Dolor y homenaje desde la academia
La noticia de su fallecimiento generó una ola de reacciones en el ámbito académico. El Instituto Excellence de Ecuador, institución con la que Luna Álvarez mantenía estrechos vínculos, expresó su pesar a través de un comunicado publicado en Instagram. «Hay personas que llegan a formar parte de nuestra historia y otras que tienen un lugar aún más especial: están ahí cuando esa historia apenas comienza a escribirse», señaló la entidad, que también destacó la huella imborrable del docente. «Por eso su partida nos duele de una manera especial. Porque no solo despedimos a un gran profesional y ser humano; despedimos a alguien que siempre estará unido a nuestros comienzos», añadió el texto, evidenciando el profundo impacto que su muerte ha causado entre colegas y discípulos.
Mientras tanto, los familiares del exrector impulsan los trámites para la repatriación de sus restos a Ecuador, aunque lamentan la falta de información suficiente sobre las circunstancias exactas del caso. Las autoridades marítimas de Cartagena han recordado que las playas de la ciudad pueden presentar condiciones de riesgo, especialmente en sectores como Marbella y El Cabrero, donde las corrientes marinas y el mar de leva suelen generar situaciones peligrosas para los bañistas.
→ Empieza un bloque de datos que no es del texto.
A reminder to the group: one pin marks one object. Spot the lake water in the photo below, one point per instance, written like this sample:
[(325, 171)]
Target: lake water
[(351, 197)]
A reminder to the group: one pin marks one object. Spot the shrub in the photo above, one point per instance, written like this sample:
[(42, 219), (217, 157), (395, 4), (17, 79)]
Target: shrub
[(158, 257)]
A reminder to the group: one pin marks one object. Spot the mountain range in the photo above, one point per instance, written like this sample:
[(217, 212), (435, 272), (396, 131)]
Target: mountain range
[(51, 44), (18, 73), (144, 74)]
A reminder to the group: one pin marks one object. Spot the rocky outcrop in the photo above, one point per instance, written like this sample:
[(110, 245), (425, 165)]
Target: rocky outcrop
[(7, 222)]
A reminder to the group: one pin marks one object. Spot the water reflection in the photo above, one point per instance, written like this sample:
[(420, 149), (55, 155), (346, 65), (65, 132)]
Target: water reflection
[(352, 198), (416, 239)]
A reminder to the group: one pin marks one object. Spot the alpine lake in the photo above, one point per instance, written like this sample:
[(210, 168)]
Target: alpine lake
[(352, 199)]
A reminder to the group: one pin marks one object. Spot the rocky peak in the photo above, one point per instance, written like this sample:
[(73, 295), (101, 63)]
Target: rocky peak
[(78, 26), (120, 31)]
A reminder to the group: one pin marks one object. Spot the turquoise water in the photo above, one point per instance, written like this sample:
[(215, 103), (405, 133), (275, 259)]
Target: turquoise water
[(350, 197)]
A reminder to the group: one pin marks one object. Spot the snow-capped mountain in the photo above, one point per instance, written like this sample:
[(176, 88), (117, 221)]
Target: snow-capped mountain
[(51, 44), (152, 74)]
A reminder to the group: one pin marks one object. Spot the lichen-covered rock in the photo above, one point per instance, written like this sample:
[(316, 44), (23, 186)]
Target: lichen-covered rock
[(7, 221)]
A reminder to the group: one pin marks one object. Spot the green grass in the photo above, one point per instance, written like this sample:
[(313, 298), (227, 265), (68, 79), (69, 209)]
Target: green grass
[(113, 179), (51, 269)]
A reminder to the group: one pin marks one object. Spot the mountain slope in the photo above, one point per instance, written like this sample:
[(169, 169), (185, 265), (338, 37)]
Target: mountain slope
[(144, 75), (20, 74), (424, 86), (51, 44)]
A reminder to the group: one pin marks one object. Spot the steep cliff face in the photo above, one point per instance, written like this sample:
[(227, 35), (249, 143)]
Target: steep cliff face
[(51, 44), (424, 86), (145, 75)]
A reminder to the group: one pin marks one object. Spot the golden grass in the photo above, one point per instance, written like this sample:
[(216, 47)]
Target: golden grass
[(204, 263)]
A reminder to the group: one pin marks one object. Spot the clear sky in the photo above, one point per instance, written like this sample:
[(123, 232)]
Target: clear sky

Este no es un hecho aislado en el Caribe colombiano. En lo que va del año, se han registrado otros dos fallecimientos en playas de Cartagena: en febrero de 2026, el chef Samuel Peñate, de 21 años, murió tras ser arrastrado por el oleaje en la zona de El Laguito, mientras que en marzo de ese mismo año, James Michael Winkles, un ciudadano inglés de 30 años, fue hallado sin vida en otra playa del mismo sector tras permanecer 12 días en la ciudad. Ante estos antecedentes, las autoridades han reiterado las recomendaciones para los turistas: evitar nadar en playas con bandera roja y mantenerse alejados de los espolones, donde el riesgo de corrientes de resaca es considerablemente mayor.